In the mid 1980s, Nelson, Waylon Jennings, Kris Kristofferson, and Johnny Cash formed a group called The Highwaymen. In spite of their unexpectedly massive successes, including platinum record sales and worldwide touring, Nelson's popularity declined dramatically. Willie Nelson became more and more involved in charity work, such as establishing the Farm Aid concerts in 1985. Willie Nelson also became known for his financial excesses, including a private jet, his own small town, a palatial estate, and a private golf course.

In 1990, the IRS gave Nelson a bill for $16.7 million in back taxes and took away most of his assets to Willie Nelson lp pay the charges. Willie Nelson released The IRS Tapes: Who'll Buy My Memories? as a double album, with all profits going straight to the IRS. Many of his assets were auctioned and purchased by friends, who gave his possessions back to Willie Nelson or rented them at a nominal fee. Willie Nelson's debts were paid by 1993.
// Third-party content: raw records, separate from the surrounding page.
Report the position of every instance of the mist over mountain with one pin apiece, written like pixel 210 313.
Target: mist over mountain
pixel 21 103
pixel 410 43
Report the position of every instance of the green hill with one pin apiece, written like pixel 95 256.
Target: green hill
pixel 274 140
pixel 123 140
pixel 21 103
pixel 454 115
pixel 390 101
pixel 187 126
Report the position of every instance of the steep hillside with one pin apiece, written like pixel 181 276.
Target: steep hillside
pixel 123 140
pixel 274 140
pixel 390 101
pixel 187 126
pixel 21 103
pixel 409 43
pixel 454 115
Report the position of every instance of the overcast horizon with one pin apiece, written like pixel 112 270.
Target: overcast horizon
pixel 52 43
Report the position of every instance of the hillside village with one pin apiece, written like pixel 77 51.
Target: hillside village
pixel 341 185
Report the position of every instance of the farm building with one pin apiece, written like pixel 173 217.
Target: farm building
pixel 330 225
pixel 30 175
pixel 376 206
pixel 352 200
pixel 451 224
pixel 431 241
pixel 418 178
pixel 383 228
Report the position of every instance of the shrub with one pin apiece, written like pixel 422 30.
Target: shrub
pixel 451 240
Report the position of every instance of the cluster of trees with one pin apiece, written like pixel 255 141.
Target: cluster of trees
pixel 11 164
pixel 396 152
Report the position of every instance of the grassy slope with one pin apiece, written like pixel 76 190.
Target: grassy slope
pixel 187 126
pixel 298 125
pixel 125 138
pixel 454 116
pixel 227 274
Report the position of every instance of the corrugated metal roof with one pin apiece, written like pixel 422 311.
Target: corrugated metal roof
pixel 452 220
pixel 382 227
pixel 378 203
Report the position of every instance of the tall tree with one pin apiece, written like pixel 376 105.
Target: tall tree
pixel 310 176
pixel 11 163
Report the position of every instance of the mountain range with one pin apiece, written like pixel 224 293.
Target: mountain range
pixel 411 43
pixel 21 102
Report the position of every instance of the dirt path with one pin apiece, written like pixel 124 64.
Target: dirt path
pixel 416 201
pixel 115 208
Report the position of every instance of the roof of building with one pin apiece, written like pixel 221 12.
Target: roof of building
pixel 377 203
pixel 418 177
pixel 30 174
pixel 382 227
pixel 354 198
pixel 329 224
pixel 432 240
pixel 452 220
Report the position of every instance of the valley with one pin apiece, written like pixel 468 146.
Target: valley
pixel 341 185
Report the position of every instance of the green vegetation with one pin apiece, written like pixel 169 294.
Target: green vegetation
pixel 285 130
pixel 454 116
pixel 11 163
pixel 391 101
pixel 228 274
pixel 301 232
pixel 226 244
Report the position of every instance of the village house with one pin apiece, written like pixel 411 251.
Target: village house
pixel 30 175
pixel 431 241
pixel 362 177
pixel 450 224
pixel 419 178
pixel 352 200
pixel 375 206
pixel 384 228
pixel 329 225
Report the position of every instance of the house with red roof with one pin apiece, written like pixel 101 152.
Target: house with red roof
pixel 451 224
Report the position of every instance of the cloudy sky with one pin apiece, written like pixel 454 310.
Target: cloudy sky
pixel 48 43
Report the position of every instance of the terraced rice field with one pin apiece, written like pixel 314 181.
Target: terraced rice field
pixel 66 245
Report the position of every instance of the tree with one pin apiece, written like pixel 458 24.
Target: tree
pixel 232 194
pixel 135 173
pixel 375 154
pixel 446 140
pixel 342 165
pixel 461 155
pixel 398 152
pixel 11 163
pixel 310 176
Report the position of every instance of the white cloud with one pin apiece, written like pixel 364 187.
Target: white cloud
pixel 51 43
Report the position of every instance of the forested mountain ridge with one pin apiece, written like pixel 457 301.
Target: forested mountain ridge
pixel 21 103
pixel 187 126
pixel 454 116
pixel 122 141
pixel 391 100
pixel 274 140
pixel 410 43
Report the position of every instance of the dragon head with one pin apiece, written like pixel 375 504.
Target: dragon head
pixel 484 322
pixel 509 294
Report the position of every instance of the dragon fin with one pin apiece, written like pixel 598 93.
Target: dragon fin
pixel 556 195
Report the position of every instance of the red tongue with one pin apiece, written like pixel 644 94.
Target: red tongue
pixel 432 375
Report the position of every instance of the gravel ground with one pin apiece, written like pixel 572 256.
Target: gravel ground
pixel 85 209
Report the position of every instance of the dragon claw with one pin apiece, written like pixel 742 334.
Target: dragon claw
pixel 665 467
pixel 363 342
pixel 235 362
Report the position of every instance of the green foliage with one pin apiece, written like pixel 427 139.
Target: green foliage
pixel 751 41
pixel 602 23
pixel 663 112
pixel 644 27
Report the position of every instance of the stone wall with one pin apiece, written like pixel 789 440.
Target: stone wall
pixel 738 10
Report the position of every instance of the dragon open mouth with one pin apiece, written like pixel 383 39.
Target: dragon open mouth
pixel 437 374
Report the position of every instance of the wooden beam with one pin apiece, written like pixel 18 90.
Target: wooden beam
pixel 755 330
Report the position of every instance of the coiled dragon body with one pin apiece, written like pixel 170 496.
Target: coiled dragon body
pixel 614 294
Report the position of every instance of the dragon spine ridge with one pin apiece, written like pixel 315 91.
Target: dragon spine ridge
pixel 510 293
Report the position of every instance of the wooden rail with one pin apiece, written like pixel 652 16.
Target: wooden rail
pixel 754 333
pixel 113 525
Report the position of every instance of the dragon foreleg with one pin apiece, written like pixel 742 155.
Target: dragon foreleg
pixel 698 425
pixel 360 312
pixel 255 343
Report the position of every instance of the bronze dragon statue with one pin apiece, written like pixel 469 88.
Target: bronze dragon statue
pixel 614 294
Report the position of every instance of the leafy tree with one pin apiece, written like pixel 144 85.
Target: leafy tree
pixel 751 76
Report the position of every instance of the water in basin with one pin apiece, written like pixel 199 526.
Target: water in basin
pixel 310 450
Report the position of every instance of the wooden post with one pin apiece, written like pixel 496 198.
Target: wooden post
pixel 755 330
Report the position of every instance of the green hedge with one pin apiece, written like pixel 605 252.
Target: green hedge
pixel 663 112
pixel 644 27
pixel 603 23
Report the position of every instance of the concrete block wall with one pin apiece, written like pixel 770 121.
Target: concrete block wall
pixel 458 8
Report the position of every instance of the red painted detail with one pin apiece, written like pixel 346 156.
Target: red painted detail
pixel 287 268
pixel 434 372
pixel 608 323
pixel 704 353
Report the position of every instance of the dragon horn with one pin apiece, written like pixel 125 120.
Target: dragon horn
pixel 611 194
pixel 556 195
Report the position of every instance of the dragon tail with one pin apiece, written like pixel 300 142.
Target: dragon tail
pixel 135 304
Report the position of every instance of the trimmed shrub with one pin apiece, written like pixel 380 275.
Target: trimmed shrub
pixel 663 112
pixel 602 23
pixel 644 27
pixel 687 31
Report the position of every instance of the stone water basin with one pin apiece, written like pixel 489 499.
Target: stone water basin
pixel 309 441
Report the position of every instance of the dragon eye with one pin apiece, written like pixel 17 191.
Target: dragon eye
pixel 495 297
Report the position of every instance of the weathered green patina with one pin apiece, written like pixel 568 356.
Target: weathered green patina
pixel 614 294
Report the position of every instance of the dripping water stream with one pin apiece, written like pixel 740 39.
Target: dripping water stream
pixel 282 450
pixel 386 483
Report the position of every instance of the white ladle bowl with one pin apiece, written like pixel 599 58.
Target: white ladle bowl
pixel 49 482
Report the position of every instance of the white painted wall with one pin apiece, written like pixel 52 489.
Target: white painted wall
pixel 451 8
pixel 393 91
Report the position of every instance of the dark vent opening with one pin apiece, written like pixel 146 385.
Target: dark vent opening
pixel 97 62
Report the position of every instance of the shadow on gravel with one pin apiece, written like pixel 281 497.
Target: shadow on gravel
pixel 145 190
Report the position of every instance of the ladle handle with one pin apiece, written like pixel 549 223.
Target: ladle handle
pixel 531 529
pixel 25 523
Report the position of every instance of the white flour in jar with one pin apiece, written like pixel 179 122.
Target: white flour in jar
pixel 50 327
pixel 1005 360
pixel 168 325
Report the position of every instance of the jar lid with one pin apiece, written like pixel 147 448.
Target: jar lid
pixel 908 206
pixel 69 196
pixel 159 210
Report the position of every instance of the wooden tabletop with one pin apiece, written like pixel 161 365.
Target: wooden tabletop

In 1996, Willie Nelson was featured on the Beach Boys' now out-of-print album "Stars and Stripes Vol. 1" singing a cover of their 1964 song "The Warmth of the Sun" with the Beach Boys themselves providing the harmonies and backing vocals.

Willie Nelson Hard Driving American Troubadour

He released Across the Borderline in 1993, with guests Bob Dylan, Sin'ad O'Connor, David Crosby, Bonnie Raitt, Kris Kristofferson and Paul Simon.

During the 1990s and 2000s, Nelson has toured continuously and released albums that generally received mixed reviews, with the exception of 1998's critically acclaimed Teatro (which was produced by Daniel Lanois -- more commonly known for his work with U2 and featured supporting vocals by Emmylou Harris). Later that year, Willie Nelson joined legendary rock band Phish onstage for several songs as part of the annual Farm Aid festival. Willie Nelson also performed a duet concert with fellow Highwayman Johnny Cash, recorded for the VH1 Storytellers series.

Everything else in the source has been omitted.